PPC’s Q&A Q8-9 (translated by me) states as follows, but since there is no exception corresponding to Article 27(5)(i) of the APPI regarding outsourcing for third-party provision of personally referable information. So, in the case of personal data, a return of data from the contractor to the consignor would fall outside the scope of regulation as “return provision.” However, in the case of personally referable information, if the consignor obtains it as personal data, Article 31(1) of the Act applies.
For example, consider a situation where a contractor is entrusted with obtaining personally referable information and returns it to the consignor. (If what had been entrusted was the acquisition of personal data, it would have been excluded from regulation as “return provision.”)

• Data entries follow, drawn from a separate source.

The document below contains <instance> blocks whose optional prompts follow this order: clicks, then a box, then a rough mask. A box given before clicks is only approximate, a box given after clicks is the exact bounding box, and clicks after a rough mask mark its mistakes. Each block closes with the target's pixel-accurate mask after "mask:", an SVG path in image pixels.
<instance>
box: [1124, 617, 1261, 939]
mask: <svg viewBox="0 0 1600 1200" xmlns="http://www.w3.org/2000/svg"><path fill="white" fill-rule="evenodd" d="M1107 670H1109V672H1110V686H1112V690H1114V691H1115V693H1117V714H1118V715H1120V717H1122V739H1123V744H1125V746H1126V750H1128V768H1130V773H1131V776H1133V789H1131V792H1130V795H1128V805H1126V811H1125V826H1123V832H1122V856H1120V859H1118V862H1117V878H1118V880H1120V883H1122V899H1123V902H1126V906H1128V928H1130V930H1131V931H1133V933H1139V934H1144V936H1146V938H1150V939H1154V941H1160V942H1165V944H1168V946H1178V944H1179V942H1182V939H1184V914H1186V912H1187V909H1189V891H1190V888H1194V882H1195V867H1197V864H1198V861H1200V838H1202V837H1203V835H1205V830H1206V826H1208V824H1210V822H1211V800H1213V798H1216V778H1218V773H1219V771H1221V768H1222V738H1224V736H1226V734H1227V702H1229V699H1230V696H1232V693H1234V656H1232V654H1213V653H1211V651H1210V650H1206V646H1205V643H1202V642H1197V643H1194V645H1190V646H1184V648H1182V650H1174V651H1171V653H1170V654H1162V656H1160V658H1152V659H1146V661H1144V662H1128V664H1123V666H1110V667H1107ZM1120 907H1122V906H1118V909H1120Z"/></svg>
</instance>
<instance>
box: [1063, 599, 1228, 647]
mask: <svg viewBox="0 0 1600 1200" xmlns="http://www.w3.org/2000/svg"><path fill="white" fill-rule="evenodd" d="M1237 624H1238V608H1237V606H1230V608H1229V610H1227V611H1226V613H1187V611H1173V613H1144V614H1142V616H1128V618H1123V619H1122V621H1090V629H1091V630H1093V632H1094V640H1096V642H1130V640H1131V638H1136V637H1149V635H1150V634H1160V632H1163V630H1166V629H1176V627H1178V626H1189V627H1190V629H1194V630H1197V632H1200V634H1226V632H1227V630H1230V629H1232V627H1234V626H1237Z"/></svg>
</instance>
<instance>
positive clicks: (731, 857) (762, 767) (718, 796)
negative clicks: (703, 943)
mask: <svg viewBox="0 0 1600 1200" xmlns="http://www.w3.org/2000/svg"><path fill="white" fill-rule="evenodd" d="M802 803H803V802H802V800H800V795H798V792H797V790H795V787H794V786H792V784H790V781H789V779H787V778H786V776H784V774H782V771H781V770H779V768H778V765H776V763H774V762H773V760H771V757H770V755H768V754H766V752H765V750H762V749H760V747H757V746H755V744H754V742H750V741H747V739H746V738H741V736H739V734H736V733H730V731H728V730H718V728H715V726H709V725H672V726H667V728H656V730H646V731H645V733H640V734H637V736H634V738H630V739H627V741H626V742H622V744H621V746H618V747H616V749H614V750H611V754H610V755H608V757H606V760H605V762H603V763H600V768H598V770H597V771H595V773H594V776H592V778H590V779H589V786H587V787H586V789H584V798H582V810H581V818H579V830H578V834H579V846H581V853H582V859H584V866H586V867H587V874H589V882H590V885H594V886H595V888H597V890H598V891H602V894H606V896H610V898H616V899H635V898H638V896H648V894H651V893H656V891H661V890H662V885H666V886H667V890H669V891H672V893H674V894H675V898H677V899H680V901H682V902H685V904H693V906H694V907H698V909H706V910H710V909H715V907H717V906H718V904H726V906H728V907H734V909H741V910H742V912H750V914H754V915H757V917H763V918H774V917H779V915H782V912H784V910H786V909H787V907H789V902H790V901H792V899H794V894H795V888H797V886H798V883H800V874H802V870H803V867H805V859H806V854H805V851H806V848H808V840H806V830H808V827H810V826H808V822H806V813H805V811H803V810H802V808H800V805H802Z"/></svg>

At first glance, this might appear to be an unfair conclusion. However, in the case of the “return provision” of personal data, identification of individuals has already been performed at the contractor’s end at the time of processing. By contrast, in the case of the “return provision” of personally referable information, no identification is performed at the contractor’s end; rather, it is first carried out by the consignor. This means that a new personal data handling entity, which the data subject is unaware of, could emerge. In this sense, there seems to be a substantive rationale behind this difference in legal treatment.
Q8-9
When personal data is provided to a contractor in connection with outsourcing, and that data does not constitute personal data for the contractor but instead constitutes personally referable information, does the act of the contractor returning the data to the consignor fall under Article 31(1) of the Act?
A8-9
Where personal data provided by the consignor in connection with outsourcing does not constitute personal data for the contractor but constitutes personally referable information, the act of the contractor returning the data to the consignor within the scope of the entrusted work does not fall under Article 31(1) of the Act.
However, if the contractor appends personally referable information independently obtained by the contractor to such data and then returns the resulting data to the consignor, Article 31(1) of the Act applies.